The nature ramblers weren’t always rambling. The group began as nature hikers in January 2012, said Cora Keber, the Garden’s education coordinator.
“It was to pair along with the Michelle Obama movement program,” she said. “They wanted to add a few more movement classes to the Garden, so it became an opportunity for folks to come out and hike while also observing nature.”
Since then, the tour has evolved into more of a “ramble.”
Hoyt said rambling differs from hiking in that hiking is usually thought of as walking quickly toward a destination, while rambling is more relaxed and educational.
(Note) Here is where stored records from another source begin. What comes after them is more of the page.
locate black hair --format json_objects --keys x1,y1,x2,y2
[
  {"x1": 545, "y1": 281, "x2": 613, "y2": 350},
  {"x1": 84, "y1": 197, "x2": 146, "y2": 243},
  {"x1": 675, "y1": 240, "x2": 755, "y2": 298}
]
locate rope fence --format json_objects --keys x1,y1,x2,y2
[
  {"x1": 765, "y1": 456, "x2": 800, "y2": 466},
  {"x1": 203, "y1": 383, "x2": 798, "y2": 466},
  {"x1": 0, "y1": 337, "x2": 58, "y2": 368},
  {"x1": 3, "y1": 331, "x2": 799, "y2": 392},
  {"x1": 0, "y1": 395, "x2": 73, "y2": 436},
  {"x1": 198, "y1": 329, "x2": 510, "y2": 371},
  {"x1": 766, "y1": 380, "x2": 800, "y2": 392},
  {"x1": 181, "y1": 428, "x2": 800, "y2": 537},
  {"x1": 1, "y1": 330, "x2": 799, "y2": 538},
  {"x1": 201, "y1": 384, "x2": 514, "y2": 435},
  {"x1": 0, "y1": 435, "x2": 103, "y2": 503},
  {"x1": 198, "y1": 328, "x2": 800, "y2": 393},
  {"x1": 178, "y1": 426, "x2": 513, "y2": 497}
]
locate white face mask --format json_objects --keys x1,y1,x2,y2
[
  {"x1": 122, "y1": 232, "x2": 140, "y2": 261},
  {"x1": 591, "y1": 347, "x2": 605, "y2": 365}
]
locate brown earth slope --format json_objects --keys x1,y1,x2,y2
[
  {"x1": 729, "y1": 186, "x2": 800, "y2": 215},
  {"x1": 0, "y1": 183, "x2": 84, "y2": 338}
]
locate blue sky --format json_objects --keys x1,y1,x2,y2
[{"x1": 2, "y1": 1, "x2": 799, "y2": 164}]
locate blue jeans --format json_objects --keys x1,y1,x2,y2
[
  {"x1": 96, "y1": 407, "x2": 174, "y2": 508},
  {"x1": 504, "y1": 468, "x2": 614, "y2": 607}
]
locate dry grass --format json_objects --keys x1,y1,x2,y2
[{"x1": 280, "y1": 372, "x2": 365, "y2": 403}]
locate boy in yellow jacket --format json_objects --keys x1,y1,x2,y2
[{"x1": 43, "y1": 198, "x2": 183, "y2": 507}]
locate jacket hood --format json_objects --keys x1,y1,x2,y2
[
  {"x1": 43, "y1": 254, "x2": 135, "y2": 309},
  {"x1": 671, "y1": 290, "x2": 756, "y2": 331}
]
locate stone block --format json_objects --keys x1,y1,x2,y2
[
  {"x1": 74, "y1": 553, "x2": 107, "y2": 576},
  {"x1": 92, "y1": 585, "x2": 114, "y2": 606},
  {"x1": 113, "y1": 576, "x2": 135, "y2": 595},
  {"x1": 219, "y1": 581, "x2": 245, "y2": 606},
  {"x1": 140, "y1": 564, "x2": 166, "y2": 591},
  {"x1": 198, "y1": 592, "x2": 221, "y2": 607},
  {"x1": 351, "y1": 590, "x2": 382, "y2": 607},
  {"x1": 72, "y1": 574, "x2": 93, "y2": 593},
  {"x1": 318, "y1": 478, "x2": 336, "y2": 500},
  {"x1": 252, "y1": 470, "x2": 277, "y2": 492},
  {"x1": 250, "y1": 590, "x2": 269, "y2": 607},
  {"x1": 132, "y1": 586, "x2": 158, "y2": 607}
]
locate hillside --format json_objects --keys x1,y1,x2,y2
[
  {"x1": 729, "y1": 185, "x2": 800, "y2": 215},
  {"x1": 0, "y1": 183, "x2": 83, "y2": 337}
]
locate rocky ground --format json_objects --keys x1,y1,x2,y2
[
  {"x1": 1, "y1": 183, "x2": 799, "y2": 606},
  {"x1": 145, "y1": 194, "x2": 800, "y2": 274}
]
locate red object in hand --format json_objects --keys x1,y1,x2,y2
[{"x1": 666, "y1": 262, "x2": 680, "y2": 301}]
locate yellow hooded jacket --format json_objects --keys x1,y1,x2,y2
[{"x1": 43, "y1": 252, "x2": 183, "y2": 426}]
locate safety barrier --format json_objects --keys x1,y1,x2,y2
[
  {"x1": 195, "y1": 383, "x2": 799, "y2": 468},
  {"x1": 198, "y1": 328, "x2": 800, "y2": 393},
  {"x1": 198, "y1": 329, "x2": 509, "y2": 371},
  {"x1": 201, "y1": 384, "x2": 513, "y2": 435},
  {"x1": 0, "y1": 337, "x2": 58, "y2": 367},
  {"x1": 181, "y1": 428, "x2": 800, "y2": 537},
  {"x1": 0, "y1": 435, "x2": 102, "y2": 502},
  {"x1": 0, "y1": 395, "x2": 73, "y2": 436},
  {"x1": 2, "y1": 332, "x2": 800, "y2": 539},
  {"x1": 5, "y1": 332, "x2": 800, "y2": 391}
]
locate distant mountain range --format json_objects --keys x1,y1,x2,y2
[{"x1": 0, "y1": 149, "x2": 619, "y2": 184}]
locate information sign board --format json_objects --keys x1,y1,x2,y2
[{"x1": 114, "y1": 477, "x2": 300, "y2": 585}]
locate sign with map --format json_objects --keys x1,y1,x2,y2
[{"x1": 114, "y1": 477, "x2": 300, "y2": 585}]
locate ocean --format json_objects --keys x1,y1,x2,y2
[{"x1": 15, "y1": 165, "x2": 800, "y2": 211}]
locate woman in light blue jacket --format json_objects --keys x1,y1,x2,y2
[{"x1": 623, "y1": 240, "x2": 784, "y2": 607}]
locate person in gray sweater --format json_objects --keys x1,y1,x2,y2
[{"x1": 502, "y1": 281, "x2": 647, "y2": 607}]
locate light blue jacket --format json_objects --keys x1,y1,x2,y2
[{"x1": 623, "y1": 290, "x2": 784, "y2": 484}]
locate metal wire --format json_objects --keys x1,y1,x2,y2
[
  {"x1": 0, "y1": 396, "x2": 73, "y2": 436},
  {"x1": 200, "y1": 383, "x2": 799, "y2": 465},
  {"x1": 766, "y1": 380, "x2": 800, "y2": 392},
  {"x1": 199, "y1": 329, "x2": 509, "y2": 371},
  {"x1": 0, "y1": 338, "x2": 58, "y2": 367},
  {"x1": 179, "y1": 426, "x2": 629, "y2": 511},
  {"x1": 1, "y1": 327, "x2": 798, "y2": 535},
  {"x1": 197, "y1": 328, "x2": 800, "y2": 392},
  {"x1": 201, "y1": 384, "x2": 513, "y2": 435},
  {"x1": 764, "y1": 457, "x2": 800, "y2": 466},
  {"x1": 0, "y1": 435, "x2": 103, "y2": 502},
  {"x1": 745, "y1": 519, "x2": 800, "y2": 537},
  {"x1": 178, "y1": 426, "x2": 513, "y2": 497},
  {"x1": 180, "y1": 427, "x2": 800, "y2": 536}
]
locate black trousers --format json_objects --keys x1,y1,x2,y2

“Rambling is just kind of walking along at a slow pace, noticing things and stopping to talk about them to see if there’s anything interesting that we can share,” Hoyt said.
There are about five miles of trails at the Garden, but the ramblers usually walk about a mile. The trails are full of the native plants, insects, butterflies and mushrooms of Georgia.
These tours typically have a turnout of about 12 people each week, many of whom are regular attendees.
“We have a hard core of people who show up every week,” Hoyt said, “including some people who come all the way from Atlanta.”
At the end of the tour, everyone gathers together for coffee at the Garden’s café to chat and to discuss what they’ve seen and Hoyt writes up a nature ramblers blog — a detailed list of all the plants, animals, and fungus the group saw that day on the tour.
The Garden welcomes everyone on these nature rambles, which are free of charge.
Bisceglia says this is a wonderful event for students to take part in.
“If there are students on campus who are really interested in finding out about native species in an informal setting, this is a great way to do that,” Bisceglia said.